A Feedforward Regulatory Loop between HuR and Long Noncoding RNA MALAT1 Promotes Osteogenic Differentiation of Human Aortic Valve Interstitial Cells

Abstract

Objective: Aortic valve calcification (AVC) is common in aging populations without effective pharmacological interventions. Our previous in vitro data revealed a critical role for long non-coding RNA (lncRNA) MALAT1 as a positive regulator of osteogenic differentiation in AVC pathogenesis. The current study sought to determine whether MALAT1 deficiency could prevent AVC progression in vivo and the mechanism by which MALAT1 is regulated in AVC. Approach and Results: AVC was evaluated in Apoe-/- mice (n = 10) or in mice with dual deficiencies of Apoe and MALAT1 (Apoe-/-MALAT1-/-, n = 10) fed a Western diet for 24 weeks. Genetic ablation of MALAT1 attenuated pro-calcification signaling activation, and valvular calcification in the leaflets of Apoe-/- mice.
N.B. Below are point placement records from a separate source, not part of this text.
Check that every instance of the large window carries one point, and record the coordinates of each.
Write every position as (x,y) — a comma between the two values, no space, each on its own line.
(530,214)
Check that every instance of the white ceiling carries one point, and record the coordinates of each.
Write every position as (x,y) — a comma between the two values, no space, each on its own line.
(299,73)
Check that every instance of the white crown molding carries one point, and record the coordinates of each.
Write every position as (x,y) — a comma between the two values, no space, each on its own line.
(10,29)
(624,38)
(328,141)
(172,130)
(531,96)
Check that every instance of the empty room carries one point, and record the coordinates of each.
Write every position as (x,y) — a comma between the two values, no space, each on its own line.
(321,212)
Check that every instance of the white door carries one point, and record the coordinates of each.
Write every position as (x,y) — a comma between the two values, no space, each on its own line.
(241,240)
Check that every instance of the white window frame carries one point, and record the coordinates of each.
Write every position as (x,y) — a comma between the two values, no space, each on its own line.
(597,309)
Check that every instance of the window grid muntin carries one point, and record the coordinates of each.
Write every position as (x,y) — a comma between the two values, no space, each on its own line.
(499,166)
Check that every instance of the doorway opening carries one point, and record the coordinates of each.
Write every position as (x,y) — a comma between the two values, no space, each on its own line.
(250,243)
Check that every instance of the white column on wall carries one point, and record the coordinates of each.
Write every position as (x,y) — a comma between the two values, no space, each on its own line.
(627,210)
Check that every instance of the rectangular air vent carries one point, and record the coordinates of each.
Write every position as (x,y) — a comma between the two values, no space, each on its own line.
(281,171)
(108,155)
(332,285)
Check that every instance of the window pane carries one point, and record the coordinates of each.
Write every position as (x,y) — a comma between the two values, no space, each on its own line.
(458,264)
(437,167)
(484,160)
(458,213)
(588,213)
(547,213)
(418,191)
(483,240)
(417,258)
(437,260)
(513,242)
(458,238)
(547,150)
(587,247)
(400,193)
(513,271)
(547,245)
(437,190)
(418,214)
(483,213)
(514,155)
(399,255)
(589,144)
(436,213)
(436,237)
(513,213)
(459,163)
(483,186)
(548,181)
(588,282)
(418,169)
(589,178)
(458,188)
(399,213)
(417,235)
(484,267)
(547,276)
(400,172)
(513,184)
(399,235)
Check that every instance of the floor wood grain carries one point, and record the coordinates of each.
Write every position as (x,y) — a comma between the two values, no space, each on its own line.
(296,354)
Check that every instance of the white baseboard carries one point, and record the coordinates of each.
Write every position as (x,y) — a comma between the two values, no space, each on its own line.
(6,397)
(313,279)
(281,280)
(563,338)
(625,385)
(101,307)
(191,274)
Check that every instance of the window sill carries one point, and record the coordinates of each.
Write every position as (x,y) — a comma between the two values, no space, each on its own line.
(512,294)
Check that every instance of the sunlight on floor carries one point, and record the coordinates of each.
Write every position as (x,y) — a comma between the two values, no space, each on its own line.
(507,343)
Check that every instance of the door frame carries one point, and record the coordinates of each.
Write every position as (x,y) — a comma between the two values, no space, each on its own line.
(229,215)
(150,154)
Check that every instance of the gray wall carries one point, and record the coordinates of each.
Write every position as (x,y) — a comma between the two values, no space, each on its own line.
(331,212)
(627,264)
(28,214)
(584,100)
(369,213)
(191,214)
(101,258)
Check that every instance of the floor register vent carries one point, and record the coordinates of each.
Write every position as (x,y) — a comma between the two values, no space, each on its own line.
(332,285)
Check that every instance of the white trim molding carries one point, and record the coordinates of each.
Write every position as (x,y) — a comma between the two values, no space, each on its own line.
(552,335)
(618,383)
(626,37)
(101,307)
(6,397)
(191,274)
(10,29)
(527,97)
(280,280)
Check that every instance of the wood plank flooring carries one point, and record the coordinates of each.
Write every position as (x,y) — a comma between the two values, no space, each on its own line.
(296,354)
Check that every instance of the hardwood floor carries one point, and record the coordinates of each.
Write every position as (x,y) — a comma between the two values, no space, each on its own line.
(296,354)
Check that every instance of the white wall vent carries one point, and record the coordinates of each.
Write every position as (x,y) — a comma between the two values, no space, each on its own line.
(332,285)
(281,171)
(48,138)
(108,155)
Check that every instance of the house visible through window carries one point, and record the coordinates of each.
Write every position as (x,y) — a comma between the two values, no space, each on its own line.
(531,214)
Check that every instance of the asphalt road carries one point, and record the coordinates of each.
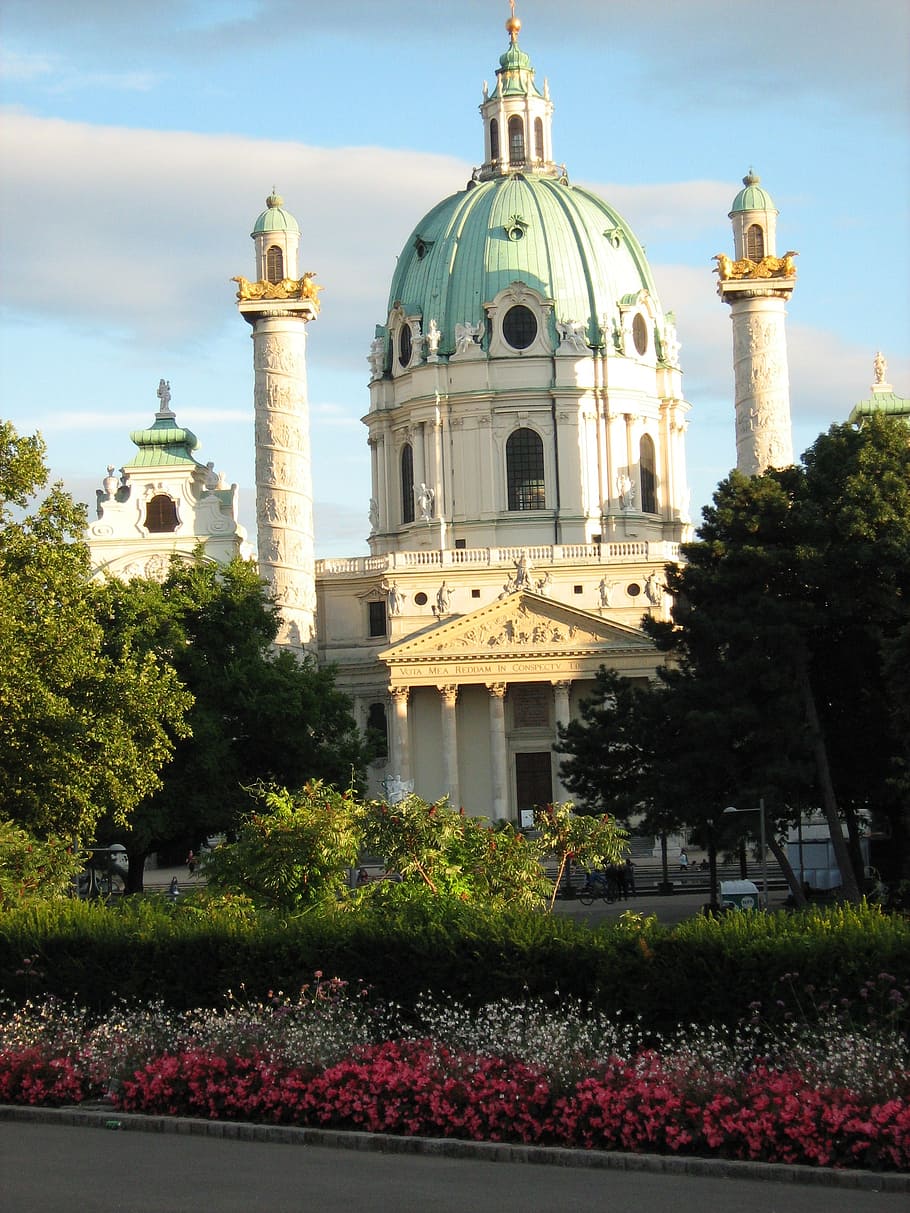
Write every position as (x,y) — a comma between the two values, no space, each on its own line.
(49,1168)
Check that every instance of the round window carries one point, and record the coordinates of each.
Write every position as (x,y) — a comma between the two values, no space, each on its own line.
(640,334)
(404,345)
(519,326)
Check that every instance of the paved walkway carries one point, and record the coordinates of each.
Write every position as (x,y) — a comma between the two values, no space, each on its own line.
(47,1166)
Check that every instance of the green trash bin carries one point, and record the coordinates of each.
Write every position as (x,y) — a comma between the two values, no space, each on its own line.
(739,895)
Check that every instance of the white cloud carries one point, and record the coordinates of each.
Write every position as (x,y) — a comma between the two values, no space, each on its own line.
(137,226)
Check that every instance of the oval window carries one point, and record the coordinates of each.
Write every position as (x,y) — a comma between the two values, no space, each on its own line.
(404,345)
(640,334)
(519,326)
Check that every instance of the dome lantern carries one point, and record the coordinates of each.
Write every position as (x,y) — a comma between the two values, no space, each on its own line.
(276,234)
(517,118)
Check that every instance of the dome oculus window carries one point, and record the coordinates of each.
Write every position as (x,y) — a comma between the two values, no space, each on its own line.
(640,334)
(519,326)
(404,345)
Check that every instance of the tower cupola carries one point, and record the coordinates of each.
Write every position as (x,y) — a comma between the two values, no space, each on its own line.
(517,118)
(277,238)
(755,221)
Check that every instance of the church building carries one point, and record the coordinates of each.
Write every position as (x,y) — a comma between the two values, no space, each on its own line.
(527,428)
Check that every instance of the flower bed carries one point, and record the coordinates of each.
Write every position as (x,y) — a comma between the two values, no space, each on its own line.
(820,1095)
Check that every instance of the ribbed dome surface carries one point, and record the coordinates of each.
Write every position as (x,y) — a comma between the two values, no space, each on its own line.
(558,239)
(752,197)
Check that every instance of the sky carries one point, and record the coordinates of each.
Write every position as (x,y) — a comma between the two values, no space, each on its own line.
(138,144)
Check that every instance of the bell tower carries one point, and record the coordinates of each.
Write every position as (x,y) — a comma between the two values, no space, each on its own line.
(278,306)
(756,284)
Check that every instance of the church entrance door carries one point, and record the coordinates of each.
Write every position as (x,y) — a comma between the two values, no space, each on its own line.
(533,780)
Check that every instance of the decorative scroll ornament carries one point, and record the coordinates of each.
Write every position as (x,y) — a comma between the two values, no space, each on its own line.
(768,267)
(288,289)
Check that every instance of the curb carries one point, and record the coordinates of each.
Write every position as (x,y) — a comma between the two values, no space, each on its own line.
(456,1148)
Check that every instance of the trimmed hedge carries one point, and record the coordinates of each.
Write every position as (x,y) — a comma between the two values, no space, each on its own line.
(704,971)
In cultured human aortic valvular interstitial cells (VICs), we found RNA-binding protein (RBP) human antigen R (HuR) enhanced the mRNA stability of MALAT1 and thus promoted MALAT1 expression. Moreover, HuR was significantly upregulated in mouse and human calcific aortic valves and VICs following osteogenic induction. HuR partly relied on MALAT1 to positively regulate osteogenic differentiation of VICs. Luciferase reporter assays validated HuR as the direct target of miR-191-3p. Importantly, MALAT1 positively regulated the expression of HuR through sponging miR-191-3p. Conclusions: This study demonstrates the existence of a regulatory loop in which the expression of MALAT1 and HuR is reciprocally regulated during osteogenic differentiation of VICs. Our findings provide novel mechanistic insights into a critical role of HuR in the AVC progression, and shed new light on RBPs-directed diagnostics and therapeutics in AVC. Funding: This work was supported by the National Natural Science Foundation of China (No. 81500300) and the National Key Research and Development Program of China (No. 2016YFA0101100). Declaration of Interest: None. Ethical Approval: All animal experimental protocols complied with the Guide for the Care and Use of Laboratory Animals published by the US National Institutes of Health (NIH Publication No. 85-23, revised 1996). All animal protocols were approved by the Institutional Animal Research Committee of Tongji Medical College. The protocol complied with the Declaration of Helsinki, was approved by the Ethic Board of Tongji Medical College of Huazhong University of Science and Technology. Written informed consents were obtained before surgeries from all patients.